# Estação meteorológica de Sagres regista onda de calor



## ecobcg (18 Ago 2009 às 12:02)

Achei curiosa esta noticia. Aqui por Lagoa tem estado calor, mas julgo que o normal. Pelos vistos, por Sagres tem estado acima da média!

http://www.observatoriodoalgarve.com/cna/noticias_ver.asp?noticia=31160

_Estação meteorológica de Sagres regista onda de calor 
17-08-2009 13:31:00 

As estações meteorológicas de Sagres, Alvega (Entroncamento), Nelas, Monção e Bragança registam desde hoje situações de onda de calor, após seis dias com temperaturas superiores à média.    
  Desde terça-feira passada e até domingo que as regiões onde estão colocadas as cinco estações meteorológicas referidas têm registado temperaturas máximas superiores à média, de acordo com o Instituto de Meteorologia.

Considera-se que ocorre uma onda de calor quando num intervalo de pelo menos seis dias consecutivos a temperatura máxima diária é superior em cinco graus Celsius ao valor médio diário no período de referência, segundo definição da Organização Meteorológica Mundial. O IM utiliza para os seus boletins climáticos o período de referência entre 1971-2000.

Fonte do IM adiantou à Lusa que se as temperaturas se mantiverem hoje elevadas, terça-feira outras regiões do país vão entrar em onda de calor.
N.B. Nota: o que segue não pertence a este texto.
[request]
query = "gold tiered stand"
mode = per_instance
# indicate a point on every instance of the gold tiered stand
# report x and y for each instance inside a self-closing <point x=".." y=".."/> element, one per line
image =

Desde o início da semana passada que as temperaturas têm estado acima dos 30º, com muitos distritos a ultrapassarem os 35º, à semelhança do que se prevê para esta semana.

De acordo com as previsões do IM, que constam no seu site na Internet, só se prevê uma descida da temperatura máxima na quinta-feira.

_


----------



## N_Fig (18 Ago 2009 às 13:11)

Onda de Calor em Agosto
2009-08-18 (IM)

As regiões de Alvega, Nelas e Sagres estiveram sob a influência de uma onda de calor, entre os dias 11 e 16 de Agosto, registando valores sempre superiores a 35º C de temperatura máxima, com excepção de Sagres onde se registou o valor máximo de 30.8º C no dia 14. A zona de Alvega registou a temperatura máxima de 40.3º C nos dias 12 e 14 de Agosto.

Neste momento continuam em situação de onda de calor as regiões de Bragança e Monção desde o dia 11 de Agosto e as regiões de Benavila, Miranda do Douro e Portalegre desde o dia 12 de Agosto.

Apesar dos valores elevados de temepratura máxima diária registados, estes não ultrapassam os extremos da temperatura máxima para o mês de Agosto em todas as regiões consideradas.

Prevê-se que esta situação termine amanhã ou depois, com a diminuição prevista dos valores da temperatura máxima para os próximos dias.


----------